Our results provide a new working hypothesis in favor of the utility of a simplified US B-lines assessment as an adjunct method to assess IPF in patients with CTD.
Interstitial pulmonary fibrosis (IPF) is a frequent manifestation in patients with connective tissue disorders (CTD) . The severity of lung involvement may vary considerably depending on the underlying disease and frequently it can be the cause of death of these patients [1, 2].
The role of lung ultrasound (US) in the assessment of a variety of pulmonary conditions has been reported previously [3–12]. Only recently has it been proposed as a criterion validity for the assessment of IPF in patients with CTD [13, 14] compared with high-resolution computed tomography (HRCT) as the concurrent "gold standard". The US assessment of IPF is determined by the detection and quantification of B-lines, which consist of tails generated by the reflection of the US beam from thickened sub-pleural interlobar septa detectable in between the lung intercostal spaces (LIS) [3, 13].
To date, diverse US scoring systems to assess pulmonary diseases, including systemic sclerosis, have been proposed [13–15], but all of these with extensive assessments include the study of several LIS. A comprehensive US B-lines scoring system may be time consuming for both the physician and patient in daily clinical practice. Moreover, its application may impair the follow-up of these patients. On the other hand, at present, there is not enough evidence about which LIS could be better studied for the detection of US B-lines. Therefore, for its feasible overall assessment, the determination of which LIS should be evaluated is necessary. In this way, the development of a novel and valid simplified method for assessing the US B-lines is a challenge absolutely essential in both daily practice and clinical trials. Thus, we decided to investigate the utility of a simplified US B-lines scoring system compared with both the US comprehensive assessment and HRCT findings of IPF in patients with CTD.
Materials and methods
Thirty-six consecutive patients (32 females and 4 males) with a diagnosis of CTD (28 systemic sclerosis, 2 Sjögren's syndrome, 1 undifferentiated CTD, 2 anti-synthetase syndrome, 2 dermatomyositis, 1 mixed CTD), were included in the present study. The diagnoses were made according to the respective international criteria. Mean ± SD age was 57 ± 13 years (range 20 to 78 years) and the mean ± SD disease duration was 88 ± 83.1 months (range 4 to 252 months).

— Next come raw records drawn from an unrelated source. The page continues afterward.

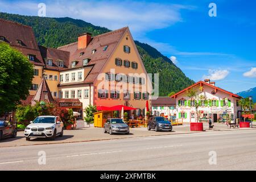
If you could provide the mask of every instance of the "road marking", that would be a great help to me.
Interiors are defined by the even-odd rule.
[[[165,148],[169,147],[180,147],[182,146],[182,144],[177,145],[177,146],[161,146],[161,147],[150,147],[147,148],[146,150],[151,150],[151,149],[159,149],[159,148]]]
[[[254,132],[243,132],[243,133],[222,133],[222,134],[203,134],[203,135],[194,135],[192,134],[189,135],[183,135],[183,136],[147,136],[147,138],[140,138],[139,139],[142,140],[146,140],[146,139],[159,139],[159,138],[181,138],[181,137],[192,137],[192,136],[214,136],[214,135],[237,135],[237,134],[250,134],[254,133]]]
[[[22,163],[24,162],[24,160],[18,160],[18,161],[12,161],[12,162],[7,162],[5,163],[1,163],[0,164],[11,164],[11,163]]]
[[[112,154],[112,153],[116,153],[122,152],[121,150],[118,150],[116,151],[109,151],[109,152],[97,152],[97,153],[90,153],[90,154],[83,154],[79,155],[67,155],[66,157],[71,158],[71,157],[77,157],[79,156],[86,156],[86,155],[97,155],[97,154]]]

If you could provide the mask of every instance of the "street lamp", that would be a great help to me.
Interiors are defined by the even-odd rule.
[[[253,97],[250,96],[249,97],[249,101],[250,101],[250,110],[251,111],[251,127],[253,127],[253,118],[251,117],[251,101],[253,100]]]

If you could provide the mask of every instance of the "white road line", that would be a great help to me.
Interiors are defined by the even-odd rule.
[[[12,162],[7,162],[5,163],[1,163],[0,164],[11,164],[11,163],[22,163],[24,162],[24,160],[18,160],[18,161],[12,161]]]
[[[116,151],[109,151],[109,152],[97,152],[97,153],[90,153],[90,154],[83,154],[79,155],[67,155],[66,157],[71,158],[71,157],[77,157],[79,156],[85,156],[85,155],[97,155],[97,154],[112,154],[112,153],[116,153],[122,152],[121,150]]]
[[[216,135],[237,135],[237,134],[250,134],[254,133],[256,134],[256,132],[244,132],[244,133],[222,133],[222,134],[207,134],[207,135],[193,135],[192,134],[184,136],[163,136],[163,135],[158,136],[148,136],[147,138],[140,138],[139,139],[141,140],[147,140],[151,139],[159,139],[159,138],[182,138],[182,137],[193,137],[193,136],[216,136]]]

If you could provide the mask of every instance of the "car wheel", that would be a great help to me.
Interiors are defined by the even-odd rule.
[[[59,136],[61,137],[63,136],[63,128],[62,128],[61,133],[60,133]]]
[[[53,140],[54,140],[56,138],[56,130],[54,130],[54,133],[53,133],[53,135],[52,135],[52,136],[51,138],[51,139]]]
[[[147,125],[147,130],[148,130],[148,131],[150,131],[151,129],[150,129],[150,127],[149,126],[149,125]]]
[[[16,136],[17,136],[17,130],[15,129],[14,131],[13,131],[12,137],[15,138]]]
[[[109,134],[110,135],[113,135],[113,132],[112,132],[112,128],[109,129]]]
[[[159,131],[158,126],[157,125],[155,125],[155,131]]]

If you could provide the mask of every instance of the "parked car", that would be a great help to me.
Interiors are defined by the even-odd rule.
[[[117,133],[129,134],[130,133],[128,125],[125,123],[122,119],[119,118],[108,119],[103,130],[105,133],[109,132],[110,135]]]
[[[17,127],[15,124],[0,121],[0,140],[8,137],[15,138],[16,136],[17,136]]]
[[[26,140],[31,138],[48,138],[53,140],[56,136],[63,136],[63,123],[58,116],[42,115],[30,122],[25,129]]]
[[[150,118],[147,123],[147,130],[155,129],[155,131],[172,130],[172,123],[164,117],[152,117]]]

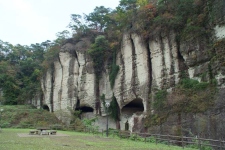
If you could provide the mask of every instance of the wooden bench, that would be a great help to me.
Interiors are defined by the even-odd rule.
[[[57,132],[56,130],[51,130],[51,131],[49,131],[49,134],[50,135],[56,135],[56,132]]]
[[[120,135],[120,138],[129,138],[130,137],[130,131],[120,131],[119,135]]]
[[[38,130],[30,130],[29,135],[38,134]]]

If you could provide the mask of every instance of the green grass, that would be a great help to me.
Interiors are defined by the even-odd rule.
[[[61,124],[53,113],[43,109],[36,109],[28,105],[3,105],[0,125],[4,128],[27,128]]]
[[[88,133],[57,131],[67,137],[19,137],[29,129],[2,129],[0,150],[182,150],[180,147],[106,138]],[[192,150],[185,148],[185,150]]]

Inclusion criteria were: confirmed diagnosis of CTD and suspicion of IPF, age > 18 years, and chest HRCT performed no longer than 10 days prior to the beginning the study. Patients with a history of pulmonary neoplasia or other causes of interstitial fluid, such as, heart failure, diastolic dysfunction, asthma or pulmonary edema were excluded from the study. All the patients were objects of a multidisciplinary team evaluation composed of cardiologists, pneumologists and rheumatologists. The exclusion of other causes of interstitial fluid was made mainly on the basis of clinical aspects; in those patients with a minimal suspicion of IPF an echocardiogram was made to exclude cardiac involvement.

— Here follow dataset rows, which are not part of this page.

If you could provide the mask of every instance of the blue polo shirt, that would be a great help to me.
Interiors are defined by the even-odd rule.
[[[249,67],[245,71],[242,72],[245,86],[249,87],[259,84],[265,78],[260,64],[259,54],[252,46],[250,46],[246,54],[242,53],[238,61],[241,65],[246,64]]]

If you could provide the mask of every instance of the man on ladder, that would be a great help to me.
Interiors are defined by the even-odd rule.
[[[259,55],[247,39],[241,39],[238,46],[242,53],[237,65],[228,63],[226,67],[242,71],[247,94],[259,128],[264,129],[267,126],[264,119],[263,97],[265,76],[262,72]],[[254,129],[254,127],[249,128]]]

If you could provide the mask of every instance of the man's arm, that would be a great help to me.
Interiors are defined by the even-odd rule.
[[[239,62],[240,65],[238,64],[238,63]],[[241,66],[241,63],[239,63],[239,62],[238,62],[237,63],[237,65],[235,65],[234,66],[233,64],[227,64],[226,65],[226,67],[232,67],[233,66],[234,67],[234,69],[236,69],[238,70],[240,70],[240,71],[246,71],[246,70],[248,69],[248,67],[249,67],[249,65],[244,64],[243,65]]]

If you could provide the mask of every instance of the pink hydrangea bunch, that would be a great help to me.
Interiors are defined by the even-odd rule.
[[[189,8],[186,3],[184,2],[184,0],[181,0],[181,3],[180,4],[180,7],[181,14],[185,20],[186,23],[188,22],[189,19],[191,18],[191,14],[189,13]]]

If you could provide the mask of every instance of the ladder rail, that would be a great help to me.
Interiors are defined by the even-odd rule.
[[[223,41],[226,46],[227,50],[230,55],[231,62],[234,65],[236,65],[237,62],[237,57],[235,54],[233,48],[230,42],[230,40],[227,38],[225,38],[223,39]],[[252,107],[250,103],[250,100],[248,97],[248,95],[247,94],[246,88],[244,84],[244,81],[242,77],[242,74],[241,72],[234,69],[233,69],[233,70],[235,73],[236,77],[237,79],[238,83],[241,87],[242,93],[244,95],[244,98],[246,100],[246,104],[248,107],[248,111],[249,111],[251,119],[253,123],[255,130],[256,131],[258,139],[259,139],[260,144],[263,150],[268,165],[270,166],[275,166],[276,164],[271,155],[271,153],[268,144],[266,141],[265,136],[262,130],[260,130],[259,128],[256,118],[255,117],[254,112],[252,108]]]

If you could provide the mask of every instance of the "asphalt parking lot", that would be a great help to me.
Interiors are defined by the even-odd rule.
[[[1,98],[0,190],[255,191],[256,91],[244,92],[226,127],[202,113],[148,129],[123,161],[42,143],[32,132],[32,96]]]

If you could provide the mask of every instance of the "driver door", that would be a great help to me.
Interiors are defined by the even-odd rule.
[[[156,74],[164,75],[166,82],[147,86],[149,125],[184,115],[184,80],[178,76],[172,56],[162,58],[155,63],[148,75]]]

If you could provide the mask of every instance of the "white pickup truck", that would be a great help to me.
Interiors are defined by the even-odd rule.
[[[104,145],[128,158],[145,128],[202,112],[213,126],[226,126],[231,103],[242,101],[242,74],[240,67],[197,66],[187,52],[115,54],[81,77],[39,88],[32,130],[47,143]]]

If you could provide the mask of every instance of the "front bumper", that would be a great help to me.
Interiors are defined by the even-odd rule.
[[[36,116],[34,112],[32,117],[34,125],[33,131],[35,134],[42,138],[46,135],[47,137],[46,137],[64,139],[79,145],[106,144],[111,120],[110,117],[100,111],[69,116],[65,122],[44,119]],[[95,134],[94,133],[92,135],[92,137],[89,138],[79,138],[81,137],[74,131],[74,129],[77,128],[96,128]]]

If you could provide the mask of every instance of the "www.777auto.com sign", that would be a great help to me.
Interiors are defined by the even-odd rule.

All patients were attending the out-patient and in-patient clinics of the Rheumatology Department of the Università Politecnica delle Marche (Ancona-Italy).
Chest HRCT and US examinations were carried out at the Radiology and Rheumatology Departments of the Università Politecnica delle Marche.
All chest HRCT examinations were performed by two experienced radiologists (EB and MC) and were successively scored by the radiologists, who were experts on HRCT interstitial lung disease (MC) and blinded to the clinical data.
All US examinations were performed by an experienced rheumatologist (MG), who has eight years of experience in musculoskeletal and four years of experience in US lung assessment, and was blinded to both clinical and HRCT findings. Moreover, patients were asked not to talk about their clinical condition with the HRCT and US examiners.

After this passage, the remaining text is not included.